Tech

OpenAI, Nvidia adopt Google’s SynthID watermarking for AI content

Google expands its SynthID technology beyond its own ecosystem, with Nvidia and OpenAI integrating the watermark into their AI outputs, while detection tools roll out across Chrome and Pixel devices.

Author
Owen Mercer
Markets and Finance Editor
Published
Draft
Source: Ars Technica · original
Google's SynthID AI watermarking tech is being adopted by OpenAI, Nvidia, and more
Tech giants integrate digital fingerprinting into foundation models and image generators

Google has announced that its SynthID AI content watermarking technology is being adopted by a growing list of external partners, including OpenAI, Nvidia, Kakao, and ElevenLabs. The move marks a significant expansion for the digital watermarking system, which embeds invisible markers into the pixels of images and videos, or the waveform of audio, designed to remain robust against compression, cropping, or rotation. Nvidia will implement the technology in its Cosmos world foundation models, while OpenAI will apply it to images generated by its GPT-2 model.

The adoption comes as Google seeks to distinguish authentic content from synthetic media in an era where AI-generated imagery and audio have become increasingly realistic. Google DeepMind scientist Pushmeet Kohli noted that the team conducted extensive research to ensure SynthID is difficult to remove, even when content undergoes various transformations. While some users have claimed to find methods for removing the hidden patterns, Google contends that these bypasses do not function reliably against the current iteration of the technology.

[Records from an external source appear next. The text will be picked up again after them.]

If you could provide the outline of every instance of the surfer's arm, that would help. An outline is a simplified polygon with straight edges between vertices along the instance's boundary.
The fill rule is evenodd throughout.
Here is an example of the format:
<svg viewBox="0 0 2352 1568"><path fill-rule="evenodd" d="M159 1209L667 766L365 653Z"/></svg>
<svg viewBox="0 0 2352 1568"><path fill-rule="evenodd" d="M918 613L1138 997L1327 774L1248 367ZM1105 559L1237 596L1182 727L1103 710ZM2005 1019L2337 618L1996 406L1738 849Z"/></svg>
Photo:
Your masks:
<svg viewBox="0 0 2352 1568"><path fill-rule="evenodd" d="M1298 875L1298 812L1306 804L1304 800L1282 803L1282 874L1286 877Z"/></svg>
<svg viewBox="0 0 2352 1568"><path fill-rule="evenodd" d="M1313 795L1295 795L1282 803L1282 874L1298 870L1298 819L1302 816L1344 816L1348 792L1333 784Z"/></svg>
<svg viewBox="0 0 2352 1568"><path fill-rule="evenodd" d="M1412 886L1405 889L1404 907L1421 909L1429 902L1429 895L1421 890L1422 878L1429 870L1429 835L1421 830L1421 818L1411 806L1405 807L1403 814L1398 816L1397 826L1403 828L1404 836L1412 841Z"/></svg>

Beyond third-party adoption, Google is deepening the integration of SynthID and C2PA metadata tagging into its own ecosystem. C2PA standards, which tag content with metadata describing its creation, are now being expanded to videos recorded on Pixel 8, 9, and 10 smartphones, with an update rolling out in the coming weeks. The company is also adding C2PA scanning to the Gemini chatbot, allowing users to ask the AI to explain a file’s provenance based on content labelling.

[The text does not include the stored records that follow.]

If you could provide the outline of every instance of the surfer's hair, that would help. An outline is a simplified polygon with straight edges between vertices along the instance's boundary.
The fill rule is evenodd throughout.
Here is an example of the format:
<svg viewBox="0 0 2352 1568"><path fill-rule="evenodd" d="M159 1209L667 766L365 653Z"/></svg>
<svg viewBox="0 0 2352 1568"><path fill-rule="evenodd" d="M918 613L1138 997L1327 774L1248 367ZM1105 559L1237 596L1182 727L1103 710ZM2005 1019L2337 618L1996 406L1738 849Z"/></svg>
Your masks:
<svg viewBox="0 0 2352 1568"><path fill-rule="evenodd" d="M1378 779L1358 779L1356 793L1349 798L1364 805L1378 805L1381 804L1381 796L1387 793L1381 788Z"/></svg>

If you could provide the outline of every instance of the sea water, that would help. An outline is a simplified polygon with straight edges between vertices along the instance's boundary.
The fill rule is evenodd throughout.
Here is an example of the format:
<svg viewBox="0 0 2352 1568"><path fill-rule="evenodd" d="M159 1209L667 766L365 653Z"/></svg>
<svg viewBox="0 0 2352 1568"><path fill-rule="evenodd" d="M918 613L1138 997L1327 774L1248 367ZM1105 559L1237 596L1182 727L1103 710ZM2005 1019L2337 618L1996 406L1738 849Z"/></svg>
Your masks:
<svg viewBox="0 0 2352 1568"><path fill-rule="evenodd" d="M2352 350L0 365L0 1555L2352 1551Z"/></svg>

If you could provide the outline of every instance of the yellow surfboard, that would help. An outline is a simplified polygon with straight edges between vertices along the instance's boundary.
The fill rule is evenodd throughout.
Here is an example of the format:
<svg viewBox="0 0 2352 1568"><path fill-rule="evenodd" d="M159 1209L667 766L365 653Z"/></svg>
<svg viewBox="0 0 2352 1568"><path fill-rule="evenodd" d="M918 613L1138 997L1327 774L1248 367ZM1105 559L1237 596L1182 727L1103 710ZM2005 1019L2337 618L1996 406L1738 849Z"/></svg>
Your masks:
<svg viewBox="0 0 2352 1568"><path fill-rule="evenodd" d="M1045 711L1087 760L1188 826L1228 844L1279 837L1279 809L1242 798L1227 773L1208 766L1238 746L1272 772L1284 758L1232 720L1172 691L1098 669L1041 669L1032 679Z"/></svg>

Detection capabilities are being woven directly into user-facing tools to simplify verification. SynthID detection will be integrated with Circle to Search, Lens, and AI Mode. Additionally, users will be able to share a tab in Chrome with the Gemini chatbot and ask “Is this AI” to receive a scan. These tools aim to provide immediate feedback on the authenticity of digital content without requiring users to leave their current browsing or search context.

A public API for SynthID is not yet available, a decision Google attributes to the need to prevent circumvention vectors. However, the company is preparing to launch a business-focused API as part of the Gemini Enterprise Agent Platform. This will allow trusted business partners to flag AI content more easily, enabling Google to refine the technology over the coming months as adoption scales across the wider technology sector.